Buon per Libero. Che fosse la ragazza del suo miglior amico, Mario, conta poco. Al cuor non si comanda, dice il saggio. E d’altronde non è la prima che combina questo bravo giovanotto, il quale a conti fatti rischia di essere l’unico personaggio negativo del romanzo, se si pensa alle umiliazioni che infligge a Lunette, a Frida e ad altre malcapitate. Non che se ne faccia un gran problema. In realtà, per quanto si prenda maledettamente sul serio, non sembra mai mettersi davvero in discussione. Gli altri contano nella misura in cui collaborano alla sua crescita personale, all’esplorazione dei suoi meandri mentali. Per questo ci si affeziona pochetto ai personaggi; mentre il narratore, che scrive con estrema calma a notevole distanza dagli eventi, senza svelare granché su ciò che è diventato, proietta la vicenda in un passato tanto remoto che i conflitti più aspri scemano in un brusio di sottofondo, e il falò delle passioni si riduce a una candela tremula. L’innegabile mestiere di Missiroli d’altra parte imprime al plot un ritmo vivace e ben scandito, che favorisce una lettura rapida, in cui presto si finisce col far caso – più che all’osceno – alla dimensione del privato, evocata dall’altro aggettivo che campeggia nel titolo.

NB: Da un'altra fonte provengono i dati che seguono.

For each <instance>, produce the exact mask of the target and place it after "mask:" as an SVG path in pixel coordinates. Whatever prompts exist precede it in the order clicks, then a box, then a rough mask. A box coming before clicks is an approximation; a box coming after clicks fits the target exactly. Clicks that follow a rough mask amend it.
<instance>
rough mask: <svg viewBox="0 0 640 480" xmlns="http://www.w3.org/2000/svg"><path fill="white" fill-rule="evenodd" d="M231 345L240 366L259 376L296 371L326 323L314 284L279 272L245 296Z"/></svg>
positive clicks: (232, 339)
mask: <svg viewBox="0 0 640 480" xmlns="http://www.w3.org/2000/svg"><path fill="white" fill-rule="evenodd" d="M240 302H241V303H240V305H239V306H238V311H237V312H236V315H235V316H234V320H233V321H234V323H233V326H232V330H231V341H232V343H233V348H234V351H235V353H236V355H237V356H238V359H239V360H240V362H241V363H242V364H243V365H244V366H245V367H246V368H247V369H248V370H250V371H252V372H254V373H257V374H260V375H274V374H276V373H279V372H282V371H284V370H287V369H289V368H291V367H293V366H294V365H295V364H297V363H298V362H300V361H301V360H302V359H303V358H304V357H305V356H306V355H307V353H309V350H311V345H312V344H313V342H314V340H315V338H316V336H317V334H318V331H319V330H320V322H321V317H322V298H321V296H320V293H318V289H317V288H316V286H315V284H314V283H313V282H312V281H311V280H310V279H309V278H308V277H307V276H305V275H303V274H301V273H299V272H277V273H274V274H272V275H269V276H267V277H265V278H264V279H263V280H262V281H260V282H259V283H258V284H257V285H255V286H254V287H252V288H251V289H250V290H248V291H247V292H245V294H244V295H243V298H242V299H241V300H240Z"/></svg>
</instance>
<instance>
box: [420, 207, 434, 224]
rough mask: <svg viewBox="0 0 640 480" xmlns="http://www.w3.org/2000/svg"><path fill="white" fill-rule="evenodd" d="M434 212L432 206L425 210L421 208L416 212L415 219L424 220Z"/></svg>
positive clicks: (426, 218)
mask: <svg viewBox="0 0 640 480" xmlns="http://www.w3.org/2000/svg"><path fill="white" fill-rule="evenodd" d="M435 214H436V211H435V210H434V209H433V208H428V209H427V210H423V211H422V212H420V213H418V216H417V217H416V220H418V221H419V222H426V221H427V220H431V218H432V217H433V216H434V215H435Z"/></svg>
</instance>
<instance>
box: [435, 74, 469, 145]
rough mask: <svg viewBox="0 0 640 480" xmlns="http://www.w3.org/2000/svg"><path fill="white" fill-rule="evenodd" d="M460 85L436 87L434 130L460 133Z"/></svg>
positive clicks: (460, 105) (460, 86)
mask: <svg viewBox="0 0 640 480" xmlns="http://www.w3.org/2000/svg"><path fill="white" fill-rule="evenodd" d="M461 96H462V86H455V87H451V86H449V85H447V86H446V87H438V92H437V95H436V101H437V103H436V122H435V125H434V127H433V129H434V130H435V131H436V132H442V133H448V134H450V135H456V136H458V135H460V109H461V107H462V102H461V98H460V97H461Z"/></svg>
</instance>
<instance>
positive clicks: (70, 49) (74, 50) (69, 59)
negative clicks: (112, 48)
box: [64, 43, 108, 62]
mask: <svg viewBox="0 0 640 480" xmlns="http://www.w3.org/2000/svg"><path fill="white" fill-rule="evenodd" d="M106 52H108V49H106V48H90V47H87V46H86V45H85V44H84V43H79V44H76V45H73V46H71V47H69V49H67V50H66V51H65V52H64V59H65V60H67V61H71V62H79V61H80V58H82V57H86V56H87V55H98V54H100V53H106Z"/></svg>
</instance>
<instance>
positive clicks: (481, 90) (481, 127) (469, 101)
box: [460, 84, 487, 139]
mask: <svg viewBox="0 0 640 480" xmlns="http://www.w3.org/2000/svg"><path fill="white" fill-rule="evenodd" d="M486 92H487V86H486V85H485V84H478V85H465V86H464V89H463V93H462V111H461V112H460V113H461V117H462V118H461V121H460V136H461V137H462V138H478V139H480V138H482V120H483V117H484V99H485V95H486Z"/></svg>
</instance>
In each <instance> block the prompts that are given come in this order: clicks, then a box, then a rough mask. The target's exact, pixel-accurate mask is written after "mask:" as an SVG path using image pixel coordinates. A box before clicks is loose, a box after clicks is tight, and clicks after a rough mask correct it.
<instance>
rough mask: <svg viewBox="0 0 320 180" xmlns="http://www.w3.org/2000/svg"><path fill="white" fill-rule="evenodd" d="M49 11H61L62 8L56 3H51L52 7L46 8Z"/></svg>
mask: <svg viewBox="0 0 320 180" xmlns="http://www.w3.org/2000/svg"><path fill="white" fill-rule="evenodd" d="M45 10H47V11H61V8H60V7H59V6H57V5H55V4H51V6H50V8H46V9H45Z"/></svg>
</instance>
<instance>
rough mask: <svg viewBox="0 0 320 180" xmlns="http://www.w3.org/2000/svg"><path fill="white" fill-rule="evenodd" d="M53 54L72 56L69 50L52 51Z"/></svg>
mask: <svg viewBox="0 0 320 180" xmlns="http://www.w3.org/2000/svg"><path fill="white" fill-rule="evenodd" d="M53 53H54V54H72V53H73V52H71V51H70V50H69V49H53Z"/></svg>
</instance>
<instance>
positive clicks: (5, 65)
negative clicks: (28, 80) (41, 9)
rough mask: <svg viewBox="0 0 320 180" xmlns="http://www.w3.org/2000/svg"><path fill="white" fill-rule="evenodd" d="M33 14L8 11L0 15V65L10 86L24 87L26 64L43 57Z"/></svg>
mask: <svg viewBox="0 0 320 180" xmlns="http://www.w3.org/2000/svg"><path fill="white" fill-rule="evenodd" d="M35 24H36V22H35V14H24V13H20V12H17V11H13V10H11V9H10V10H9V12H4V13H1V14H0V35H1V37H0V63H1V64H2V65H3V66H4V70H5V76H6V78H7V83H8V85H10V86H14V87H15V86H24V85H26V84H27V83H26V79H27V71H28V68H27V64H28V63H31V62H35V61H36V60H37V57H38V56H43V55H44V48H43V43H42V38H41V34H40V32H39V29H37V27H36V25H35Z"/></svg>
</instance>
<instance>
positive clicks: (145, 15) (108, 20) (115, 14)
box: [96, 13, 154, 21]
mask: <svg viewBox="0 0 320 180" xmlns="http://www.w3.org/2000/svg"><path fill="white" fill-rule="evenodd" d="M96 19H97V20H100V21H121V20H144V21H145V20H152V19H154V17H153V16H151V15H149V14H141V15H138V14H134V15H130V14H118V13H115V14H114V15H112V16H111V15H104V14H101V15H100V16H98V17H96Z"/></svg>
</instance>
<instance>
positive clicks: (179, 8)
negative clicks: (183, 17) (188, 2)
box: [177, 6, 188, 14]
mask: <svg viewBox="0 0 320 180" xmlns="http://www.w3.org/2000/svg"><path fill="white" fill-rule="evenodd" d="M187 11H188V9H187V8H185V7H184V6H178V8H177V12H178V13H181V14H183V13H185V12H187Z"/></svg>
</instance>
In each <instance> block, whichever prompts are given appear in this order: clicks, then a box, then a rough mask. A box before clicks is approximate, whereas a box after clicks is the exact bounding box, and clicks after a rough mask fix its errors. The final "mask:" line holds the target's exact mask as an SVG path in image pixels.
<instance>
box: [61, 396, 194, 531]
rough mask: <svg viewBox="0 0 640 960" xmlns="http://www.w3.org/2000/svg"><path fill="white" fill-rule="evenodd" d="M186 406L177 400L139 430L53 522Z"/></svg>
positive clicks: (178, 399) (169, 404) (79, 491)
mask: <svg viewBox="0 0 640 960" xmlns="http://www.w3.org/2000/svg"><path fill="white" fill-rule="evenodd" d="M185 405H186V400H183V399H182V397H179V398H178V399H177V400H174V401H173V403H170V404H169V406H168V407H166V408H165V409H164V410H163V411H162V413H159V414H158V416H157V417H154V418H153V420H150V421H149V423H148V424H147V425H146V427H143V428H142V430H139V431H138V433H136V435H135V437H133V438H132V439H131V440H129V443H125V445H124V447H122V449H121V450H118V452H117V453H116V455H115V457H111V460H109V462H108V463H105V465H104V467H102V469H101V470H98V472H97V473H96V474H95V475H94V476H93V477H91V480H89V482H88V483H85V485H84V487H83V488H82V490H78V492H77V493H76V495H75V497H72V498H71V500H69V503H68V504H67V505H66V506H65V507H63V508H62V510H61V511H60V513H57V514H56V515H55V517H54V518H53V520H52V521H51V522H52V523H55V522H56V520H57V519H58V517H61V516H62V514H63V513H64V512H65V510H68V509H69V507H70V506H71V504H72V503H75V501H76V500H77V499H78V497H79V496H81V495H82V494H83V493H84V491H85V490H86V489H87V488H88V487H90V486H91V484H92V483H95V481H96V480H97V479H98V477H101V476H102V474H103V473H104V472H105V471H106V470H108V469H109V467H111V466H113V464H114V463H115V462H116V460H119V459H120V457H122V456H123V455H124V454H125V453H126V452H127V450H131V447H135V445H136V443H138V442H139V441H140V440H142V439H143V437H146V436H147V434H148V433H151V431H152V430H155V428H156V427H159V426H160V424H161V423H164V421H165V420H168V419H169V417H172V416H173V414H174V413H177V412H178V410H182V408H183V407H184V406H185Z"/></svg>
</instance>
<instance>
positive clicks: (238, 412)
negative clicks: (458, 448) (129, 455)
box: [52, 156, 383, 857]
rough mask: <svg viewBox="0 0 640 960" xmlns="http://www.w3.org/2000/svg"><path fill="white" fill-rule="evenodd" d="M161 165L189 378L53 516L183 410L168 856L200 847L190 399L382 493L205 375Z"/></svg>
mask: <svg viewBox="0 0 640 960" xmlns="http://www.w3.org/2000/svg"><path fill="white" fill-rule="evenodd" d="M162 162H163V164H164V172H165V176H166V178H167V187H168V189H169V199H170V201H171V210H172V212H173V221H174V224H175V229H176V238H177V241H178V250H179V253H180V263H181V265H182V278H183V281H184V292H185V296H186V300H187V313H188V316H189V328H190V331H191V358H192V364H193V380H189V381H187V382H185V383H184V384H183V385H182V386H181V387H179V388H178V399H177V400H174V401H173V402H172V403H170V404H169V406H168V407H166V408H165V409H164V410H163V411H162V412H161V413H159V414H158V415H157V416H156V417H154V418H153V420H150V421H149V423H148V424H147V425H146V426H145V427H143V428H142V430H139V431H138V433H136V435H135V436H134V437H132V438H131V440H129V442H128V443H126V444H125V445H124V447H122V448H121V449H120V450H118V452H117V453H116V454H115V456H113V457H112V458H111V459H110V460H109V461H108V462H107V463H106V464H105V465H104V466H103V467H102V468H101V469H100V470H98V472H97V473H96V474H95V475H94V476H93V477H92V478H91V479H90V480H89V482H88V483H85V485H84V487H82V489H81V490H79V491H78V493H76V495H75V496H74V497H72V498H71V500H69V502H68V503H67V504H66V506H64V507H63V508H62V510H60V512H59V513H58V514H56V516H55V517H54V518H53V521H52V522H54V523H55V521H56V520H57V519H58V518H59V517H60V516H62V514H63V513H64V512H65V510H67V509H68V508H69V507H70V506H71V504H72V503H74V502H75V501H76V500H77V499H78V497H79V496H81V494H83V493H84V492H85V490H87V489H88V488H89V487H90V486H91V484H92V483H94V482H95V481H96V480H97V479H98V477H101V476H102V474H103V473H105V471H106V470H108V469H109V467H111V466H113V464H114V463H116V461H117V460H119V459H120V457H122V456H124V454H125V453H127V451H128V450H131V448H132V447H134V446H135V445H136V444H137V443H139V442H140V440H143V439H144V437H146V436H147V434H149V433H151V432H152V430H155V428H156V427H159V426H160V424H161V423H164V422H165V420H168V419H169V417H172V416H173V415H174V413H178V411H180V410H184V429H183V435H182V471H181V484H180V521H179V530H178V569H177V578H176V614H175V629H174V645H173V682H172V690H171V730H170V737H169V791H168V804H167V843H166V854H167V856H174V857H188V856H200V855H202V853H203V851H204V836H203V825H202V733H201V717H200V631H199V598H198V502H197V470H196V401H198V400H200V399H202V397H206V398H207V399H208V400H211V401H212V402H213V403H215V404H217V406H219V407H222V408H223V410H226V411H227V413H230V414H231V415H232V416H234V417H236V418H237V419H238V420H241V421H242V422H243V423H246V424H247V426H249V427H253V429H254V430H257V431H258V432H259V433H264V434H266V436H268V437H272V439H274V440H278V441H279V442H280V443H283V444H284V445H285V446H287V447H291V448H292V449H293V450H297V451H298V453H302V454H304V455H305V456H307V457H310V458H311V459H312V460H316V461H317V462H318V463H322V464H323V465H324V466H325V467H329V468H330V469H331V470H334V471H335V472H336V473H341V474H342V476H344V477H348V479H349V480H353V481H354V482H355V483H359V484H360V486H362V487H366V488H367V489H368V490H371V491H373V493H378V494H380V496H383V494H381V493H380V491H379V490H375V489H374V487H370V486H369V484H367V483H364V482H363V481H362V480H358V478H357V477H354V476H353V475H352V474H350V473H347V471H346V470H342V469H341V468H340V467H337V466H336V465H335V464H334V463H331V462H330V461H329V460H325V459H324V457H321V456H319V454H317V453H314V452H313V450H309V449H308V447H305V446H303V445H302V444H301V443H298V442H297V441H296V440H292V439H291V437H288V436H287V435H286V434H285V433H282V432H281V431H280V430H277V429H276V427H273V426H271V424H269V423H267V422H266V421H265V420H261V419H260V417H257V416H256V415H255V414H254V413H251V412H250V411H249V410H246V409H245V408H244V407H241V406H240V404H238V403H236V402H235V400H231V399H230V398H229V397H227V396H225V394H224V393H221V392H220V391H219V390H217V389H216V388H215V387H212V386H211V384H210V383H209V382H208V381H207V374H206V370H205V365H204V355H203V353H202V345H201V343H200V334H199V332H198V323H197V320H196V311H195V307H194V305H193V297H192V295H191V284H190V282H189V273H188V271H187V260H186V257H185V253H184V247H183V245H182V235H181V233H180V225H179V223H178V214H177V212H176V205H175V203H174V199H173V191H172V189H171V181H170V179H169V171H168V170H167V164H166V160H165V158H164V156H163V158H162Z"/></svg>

Libero, che pure si imbatte in eventi come la morte di Sartre o la repressione di piazza Tienanmen, mai perviene a esplicite prese di posizione o a commenti sulla politica, che resta sostanzialmente fuori quadro. La scelta coglie bene una matrice profonda degli anni ottanta, elettrizzati dalla scossa del consumismo: ma sorprende come nel romanzo non vi sia traccia di quell’improvviso ritorno del desiderio di sembrare ricchi, perfettamente incarnato dai «paninari», che chiunque abbia vissuto quell’imbevibile decennio a Milano ben ricorda. La tessera del Partito Comunista francese, scoperta fra le carte del padre morto, non è per Libero altro che un amuleto con cui attraversare i ciechi tempi. Il suo amore per i diseredati è uno slancio sentimentale, senza risvolti ideologici. Niente di male, per carità. Ma suona in qualche misura anacronistica, o diciamo pure posticcia, la nobile vocazione che in ultimo lo porta ad abbandonare la facoltà di Giurisprudenza per laurearsi in Lettere, convertito da un’esperienza di volontariato in un centro culturale per stranieri.